Updated by [John Fogarty](https://github.com/jfogarty) for Python 3.6 and [Base2 MLI](https://github.com/base2solutions/mli) and [colab](https://colab.research.google.com) standalone evaluation.

**NOTE** This is currently a **Colab only** notebook. It will need significant changes to work locally.

## Colab has pytorch support built-in for Python 3 kernels.

You don't need to install any extra stuff.  Very nice.

## Pytorch – Tensors

Numpy based operations are not optimized to utilize GPUs to accelerate its numerical computations. For modern deep neural networks, GPUs often provide speedups of 50x or greater. So, unfortunately, numpy won’t be enough for modern deep learning. 

This is where Pytorch introduces the concept of **Tensor**. A Pytorch Tensor is conceptually identical to an n-dimensional numpy array. Unlike numpy, **PyTorch Tensors can utilize GPUs to accelerate their numeric computations**

Let’s see how you can create a Pytorch Tensor. First, we will import the required libraries.
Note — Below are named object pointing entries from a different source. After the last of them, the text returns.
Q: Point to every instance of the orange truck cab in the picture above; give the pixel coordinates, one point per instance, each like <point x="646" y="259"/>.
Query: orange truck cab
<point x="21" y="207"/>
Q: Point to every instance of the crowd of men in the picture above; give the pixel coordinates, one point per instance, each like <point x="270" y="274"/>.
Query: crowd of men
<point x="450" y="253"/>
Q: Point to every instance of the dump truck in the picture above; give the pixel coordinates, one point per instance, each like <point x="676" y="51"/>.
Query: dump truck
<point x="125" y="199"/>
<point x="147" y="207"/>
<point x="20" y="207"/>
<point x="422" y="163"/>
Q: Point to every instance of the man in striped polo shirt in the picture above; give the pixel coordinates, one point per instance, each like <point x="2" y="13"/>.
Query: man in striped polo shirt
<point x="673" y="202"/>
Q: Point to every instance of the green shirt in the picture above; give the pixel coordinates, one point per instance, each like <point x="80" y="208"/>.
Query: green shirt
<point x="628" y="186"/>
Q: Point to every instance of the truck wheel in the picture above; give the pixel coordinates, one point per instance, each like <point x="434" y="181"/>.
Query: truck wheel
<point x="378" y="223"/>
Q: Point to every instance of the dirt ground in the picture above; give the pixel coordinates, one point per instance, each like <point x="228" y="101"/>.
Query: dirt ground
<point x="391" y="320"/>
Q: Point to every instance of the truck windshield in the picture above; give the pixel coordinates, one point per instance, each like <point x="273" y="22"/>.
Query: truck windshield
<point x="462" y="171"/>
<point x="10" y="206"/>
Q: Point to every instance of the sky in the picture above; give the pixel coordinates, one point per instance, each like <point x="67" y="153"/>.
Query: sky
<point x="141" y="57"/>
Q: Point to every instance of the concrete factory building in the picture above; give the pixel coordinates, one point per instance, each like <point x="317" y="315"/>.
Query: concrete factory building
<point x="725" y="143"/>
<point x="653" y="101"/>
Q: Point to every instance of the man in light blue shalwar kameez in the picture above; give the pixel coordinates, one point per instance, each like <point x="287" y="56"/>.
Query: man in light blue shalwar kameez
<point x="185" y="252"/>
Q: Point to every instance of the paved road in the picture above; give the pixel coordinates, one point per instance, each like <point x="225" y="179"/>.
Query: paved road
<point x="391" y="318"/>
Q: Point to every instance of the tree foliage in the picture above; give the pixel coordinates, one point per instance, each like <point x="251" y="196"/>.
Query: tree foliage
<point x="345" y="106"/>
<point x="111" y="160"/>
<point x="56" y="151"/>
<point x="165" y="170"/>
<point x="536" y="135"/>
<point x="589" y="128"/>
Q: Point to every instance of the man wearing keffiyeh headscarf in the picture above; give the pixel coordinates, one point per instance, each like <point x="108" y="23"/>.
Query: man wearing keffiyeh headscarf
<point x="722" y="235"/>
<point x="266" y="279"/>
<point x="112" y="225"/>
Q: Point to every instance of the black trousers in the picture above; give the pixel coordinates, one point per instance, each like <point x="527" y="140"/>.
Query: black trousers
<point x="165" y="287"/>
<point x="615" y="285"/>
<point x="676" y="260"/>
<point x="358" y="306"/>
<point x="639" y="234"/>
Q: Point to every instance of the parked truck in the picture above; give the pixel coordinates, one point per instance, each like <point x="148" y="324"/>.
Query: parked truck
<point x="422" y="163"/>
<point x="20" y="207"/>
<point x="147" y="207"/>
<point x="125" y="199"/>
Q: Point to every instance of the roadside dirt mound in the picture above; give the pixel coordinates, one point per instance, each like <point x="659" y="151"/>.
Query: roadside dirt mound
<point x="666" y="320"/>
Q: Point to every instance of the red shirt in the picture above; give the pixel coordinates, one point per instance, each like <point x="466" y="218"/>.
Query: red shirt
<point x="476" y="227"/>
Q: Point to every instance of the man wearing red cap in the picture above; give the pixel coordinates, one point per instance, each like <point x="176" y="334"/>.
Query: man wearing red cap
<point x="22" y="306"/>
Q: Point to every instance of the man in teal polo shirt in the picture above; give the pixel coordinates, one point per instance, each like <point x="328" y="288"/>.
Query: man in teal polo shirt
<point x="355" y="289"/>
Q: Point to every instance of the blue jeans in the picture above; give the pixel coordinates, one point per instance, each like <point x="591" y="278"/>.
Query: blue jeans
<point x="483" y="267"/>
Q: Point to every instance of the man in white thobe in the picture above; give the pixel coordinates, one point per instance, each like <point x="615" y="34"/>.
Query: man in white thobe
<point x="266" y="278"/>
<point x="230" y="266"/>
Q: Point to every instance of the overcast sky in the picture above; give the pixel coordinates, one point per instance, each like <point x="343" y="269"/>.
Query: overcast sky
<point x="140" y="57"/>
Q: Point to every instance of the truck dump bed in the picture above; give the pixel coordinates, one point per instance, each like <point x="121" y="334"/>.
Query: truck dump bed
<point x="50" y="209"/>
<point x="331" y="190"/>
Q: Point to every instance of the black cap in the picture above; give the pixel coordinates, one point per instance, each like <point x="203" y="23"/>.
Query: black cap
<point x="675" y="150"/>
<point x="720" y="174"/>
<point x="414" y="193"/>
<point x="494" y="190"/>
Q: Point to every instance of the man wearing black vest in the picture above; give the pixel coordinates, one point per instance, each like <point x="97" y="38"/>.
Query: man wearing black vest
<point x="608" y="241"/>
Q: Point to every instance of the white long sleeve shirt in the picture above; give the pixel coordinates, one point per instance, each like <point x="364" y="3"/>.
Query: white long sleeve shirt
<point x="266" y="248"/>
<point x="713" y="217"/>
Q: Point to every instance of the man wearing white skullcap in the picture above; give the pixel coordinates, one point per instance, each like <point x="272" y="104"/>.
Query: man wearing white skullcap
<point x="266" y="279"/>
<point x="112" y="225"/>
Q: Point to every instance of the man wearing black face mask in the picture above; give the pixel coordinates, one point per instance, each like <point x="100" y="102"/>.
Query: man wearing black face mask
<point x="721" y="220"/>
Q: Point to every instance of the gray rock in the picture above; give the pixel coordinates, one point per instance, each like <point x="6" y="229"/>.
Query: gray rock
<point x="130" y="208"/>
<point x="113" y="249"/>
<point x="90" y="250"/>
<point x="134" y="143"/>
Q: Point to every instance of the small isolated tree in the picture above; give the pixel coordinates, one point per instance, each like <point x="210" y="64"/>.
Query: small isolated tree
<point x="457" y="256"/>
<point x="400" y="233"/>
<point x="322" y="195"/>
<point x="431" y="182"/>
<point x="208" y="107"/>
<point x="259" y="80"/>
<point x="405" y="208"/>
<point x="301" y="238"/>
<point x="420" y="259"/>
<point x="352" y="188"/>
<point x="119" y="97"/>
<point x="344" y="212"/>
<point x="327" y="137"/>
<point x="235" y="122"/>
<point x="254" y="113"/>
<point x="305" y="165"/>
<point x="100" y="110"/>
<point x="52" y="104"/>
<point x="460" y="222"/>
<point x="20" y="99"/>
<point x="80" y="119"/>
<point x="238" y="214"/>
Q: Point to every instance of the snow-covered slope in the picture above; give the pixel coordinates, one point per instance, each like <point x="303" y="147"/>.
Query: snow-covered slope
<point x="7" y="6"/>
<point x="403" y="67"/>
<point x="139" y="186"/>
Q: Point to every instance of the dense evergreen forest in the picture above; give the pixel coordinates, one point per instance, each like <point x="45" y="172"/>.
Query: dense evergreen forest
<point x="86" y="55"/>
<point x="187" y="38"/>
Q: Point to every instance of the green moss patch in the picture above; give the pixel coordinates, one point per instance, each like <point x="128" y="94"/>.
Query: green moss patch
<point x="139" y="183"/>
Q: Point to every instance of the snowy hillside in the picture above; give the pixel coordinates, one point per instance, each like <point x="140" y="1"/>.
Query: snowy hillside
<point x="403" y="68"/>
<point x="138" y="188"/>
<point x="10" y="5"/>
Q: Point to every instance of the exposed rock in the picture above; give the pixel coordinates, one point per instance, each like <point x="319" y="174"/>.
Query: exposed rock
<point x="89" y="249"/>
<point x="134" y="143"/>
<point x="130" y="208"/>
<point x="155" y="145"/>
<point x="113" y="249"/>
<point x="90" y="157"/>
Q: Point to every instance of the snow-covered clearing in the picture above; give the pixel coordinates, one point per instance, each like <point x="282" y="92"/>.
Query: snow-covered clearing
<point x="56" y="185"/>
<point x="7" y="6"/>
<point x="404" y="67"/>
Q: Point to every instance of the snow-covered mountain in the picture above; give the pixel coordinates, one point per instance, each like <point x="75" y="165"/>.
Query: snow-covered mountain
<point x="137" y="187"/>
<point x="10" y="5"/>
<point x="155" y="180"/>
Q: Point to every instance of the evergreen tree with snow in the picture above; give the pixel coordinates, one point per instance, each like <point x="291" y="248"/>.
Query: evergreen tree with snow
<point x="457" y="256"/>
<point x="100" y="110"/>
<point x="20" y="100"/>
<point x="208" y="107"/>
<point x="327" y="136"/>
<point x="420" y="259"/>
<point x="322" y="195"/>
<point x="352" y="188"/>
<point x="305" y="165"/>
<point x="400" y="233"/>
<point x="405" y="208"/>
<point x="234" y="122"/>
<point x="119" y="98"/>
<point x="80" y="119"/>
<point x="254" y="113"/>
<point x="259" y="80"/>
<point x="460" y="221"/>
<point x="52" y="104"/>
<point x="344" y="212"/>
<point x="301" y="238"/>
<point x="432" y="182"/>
Remember that torch, numpy and matplotlib are pre-installed in Colab’s virtual machine.

In [0]:
import torch
import numpy
import matplotlib.pyplot as plt

The default tensor type in PyTorch is a float tensor defined as **torch.FloatTensor**. We can create tensors by using the inbuilt functions present inside the torch package.

In [65]:
## creating a tensor of 3 rows and 2 columns consisting of ones
x = torch.ones(3,2)
print(x)

tensor([[1., 1.],
        [1., 1.],
        [1., 1.]])


In [66]:
## creating a tensor of 3 rows and 2 columns consisting of zeros
x = torch.zeros(3,2)
print(x)

tensor([[0., 0.],
        [0., 0.],
        [0., 0.]])


### Creating tensors by random initialization:

In [67]:
# To increase the reproducibility, we often set the random seed to a specific value first.
torch.manual_seed(2)

x = torch.rand(3, 2) 
print(x)

tensor([[0.6147, 0.3810],
        [0.6371, 0.4745],
        [0.7136, 0.6190]])


In [68]:
#generating tensor randomly from normal distribution
x = torch.randn(3,3)
print(x)

tensor([[-2.1409, -0.5534, -0.5000],
        [-0.0815, -0.1633,  1.5277],
        [-0.4023,  0.0972, -0.5682]])


## Simple Tensor Operations

### Slicing of Tensors
You can slice PyTorch tensors the same way you slice ndarrays

In [69]:
#create a tensor
x = torch.tensor([[1, 2], 
                 [3, 4], 
                 [5, 6]])
print(x)
print(f"- Every row, only the last column : {x[:, 1]}")
print(f"-       Every column in first row : {x[0, :]}") 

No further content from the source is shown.